PCI DSS

What is PCI DSS ?

PCI DSS (Payment Card Industry Data Security Standard) is a joint effort by five international credit card brands (JCB, American Express, Discover, MasterCard, and VISA) to safely protect credit card information and transaction information handled by our company. This is a global security standard for the credit industry, established by . Our company uses this as part of our security measures to protect the important information we handle.

Having an information security policy

PCI DSS stipulates the following 12 requirements.

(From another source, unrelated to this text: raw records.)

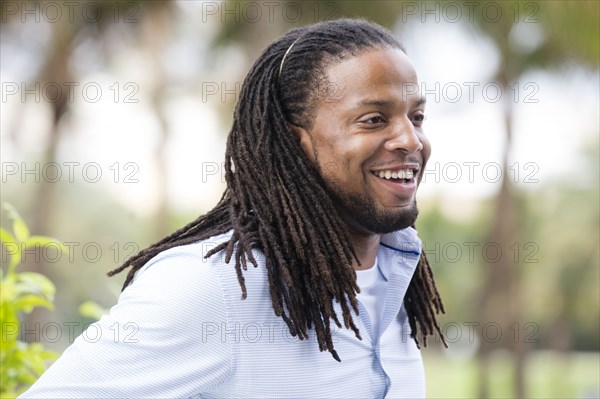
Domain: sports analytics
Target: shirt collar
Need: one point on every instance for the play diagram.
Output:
(399, 252)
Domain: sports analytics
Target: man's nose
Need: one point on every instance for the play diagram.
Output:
(404, 138)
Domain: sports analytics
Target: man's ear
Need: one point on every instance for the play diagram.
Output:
(305, 140)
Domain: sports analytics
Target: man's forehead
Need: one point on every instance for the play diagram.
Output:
(382, 75)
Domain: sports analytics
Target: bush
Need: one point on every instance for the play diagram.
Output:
(21, 363)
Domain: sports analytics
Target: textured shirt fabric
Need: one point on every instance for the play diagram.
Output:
(373, 287)
(184, 332)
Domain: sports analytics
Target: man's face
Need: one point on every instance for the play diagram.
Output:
(367, 140)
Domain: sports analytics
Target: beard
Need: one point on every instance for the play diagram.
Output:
(363, 209)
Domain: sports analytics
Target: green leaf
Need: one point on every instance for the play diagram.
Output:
(6, 237)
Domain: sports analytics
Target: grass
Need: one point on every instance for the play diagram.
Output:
(548, 375)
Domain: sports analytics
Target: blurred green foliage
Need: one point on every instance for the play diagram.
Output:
(21, 292)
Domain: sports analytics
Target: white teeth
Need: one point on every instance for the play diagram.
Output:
(401, 174)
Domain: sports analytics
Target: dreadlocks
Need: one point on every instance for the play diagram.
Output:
(277, 202)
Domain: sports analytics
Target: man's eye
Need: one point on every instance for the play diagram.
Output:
(374, 120)
(418, 119)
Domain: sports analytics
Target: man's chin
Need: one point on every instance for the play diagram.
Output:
(380, 221)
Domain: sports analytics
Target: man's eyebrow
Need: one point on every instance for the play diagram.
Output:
(388, 103)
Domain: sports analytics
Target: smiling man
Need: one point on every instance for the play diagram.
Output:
(322, 165)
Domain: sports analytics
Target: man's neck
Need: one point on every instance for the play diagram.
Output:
(366, 246)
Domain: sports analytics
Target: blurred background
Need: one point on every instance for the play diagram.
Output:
(114, 117)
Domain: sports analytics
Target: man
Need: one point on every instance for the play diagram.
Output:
(322, 165)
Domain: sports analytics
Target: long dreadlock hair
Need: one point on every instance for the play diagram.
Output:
(277, 202)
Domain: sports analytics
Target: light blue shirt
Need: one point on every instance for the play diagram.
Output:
(185, 332)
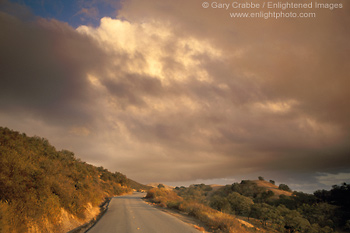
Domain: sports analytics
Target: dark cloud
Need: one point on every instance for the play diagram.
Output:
(186, 92)
(43, 69)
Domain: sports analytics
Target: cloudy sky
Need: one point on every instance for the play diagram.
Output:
(168, 91)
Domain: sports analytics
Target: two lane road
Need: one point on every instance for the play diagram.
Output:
(130, 214)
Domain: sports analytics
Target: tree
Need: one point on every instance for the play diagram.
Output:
(220, 203)
(240, 204)
(284, 187)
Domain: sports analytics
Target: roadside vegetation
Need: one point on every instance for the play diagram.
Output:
(215, 220)
(261, 206)
(45, 190)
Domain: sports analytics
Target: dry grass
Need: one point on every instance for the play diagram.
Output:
(274, 188)
(213, 219)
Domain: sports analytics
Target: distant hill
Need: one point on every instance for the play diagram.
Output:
(155, 185)
(274, 188)
(137, 186)
(45, 190)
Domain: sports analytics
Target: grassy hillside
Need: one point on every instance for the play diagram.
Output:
(262, 206)
(45, 190)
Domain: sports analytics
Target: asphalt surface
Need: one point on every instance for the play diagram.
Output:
(130, 214)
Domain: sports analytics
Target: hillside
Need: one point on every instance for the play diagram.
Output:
(45, 190)
(267, 186)
(155, 185)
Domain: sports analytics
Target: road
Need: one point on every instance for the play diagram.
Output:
(130, 214)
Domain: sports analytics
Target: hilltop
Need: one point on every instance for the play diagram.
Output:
(268, 186)
(45, 190)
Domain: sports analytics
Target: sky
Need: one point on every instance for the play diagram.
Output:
(179, 93)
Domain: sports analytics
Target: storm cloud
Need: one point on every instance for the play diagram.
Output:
(169, 89)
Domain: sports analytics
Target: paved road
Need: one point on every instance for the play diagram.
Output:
(130, 214)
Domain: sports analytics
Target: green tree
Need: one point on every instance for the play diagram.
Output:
(284, 187)
(240, 205)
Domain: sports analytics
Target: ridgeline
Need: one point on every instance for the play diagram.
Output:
(45, 190)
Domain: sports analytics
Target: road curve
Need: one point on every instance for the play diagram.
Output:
(130, 214)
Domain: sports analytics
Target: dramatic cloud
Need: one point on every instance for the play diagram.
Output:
(169, 91)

Building and maintaining secure networks and systems

Install and maintain a firewall to protect cardholder data
Avoid using vendor-supplied default values for system passwords and other security parameters

Protecting cardholder data

Protect stored cardholder data
Encrypt cardholder data when transmitted over open public networks

Maintaining a vulnerability management program

Protect all systems against malware and update antivirus software regularly
Develop and maintain highly secure systems and applications

Introducing strong access control methods

Restrict access to cardholder data to the extent necessary for business purposes
Identify and authenticate access to system components
Restrict physical access to cardholder data

Regular network monitoring and testing

Track and monitor all access to network resources and cardholder data
Test your security systems and processes regularly

Maintaining information security policy

Maintain policies that address information security for all personnel

Membership in PCI SSC (Payment Card Industry Security Standards Council, LLC)

We are a member of PCI SSC, which is jointly operated by five international payment brands. PCI SSC is operated for the purpose of continuous development and operation/management of PCI DSS.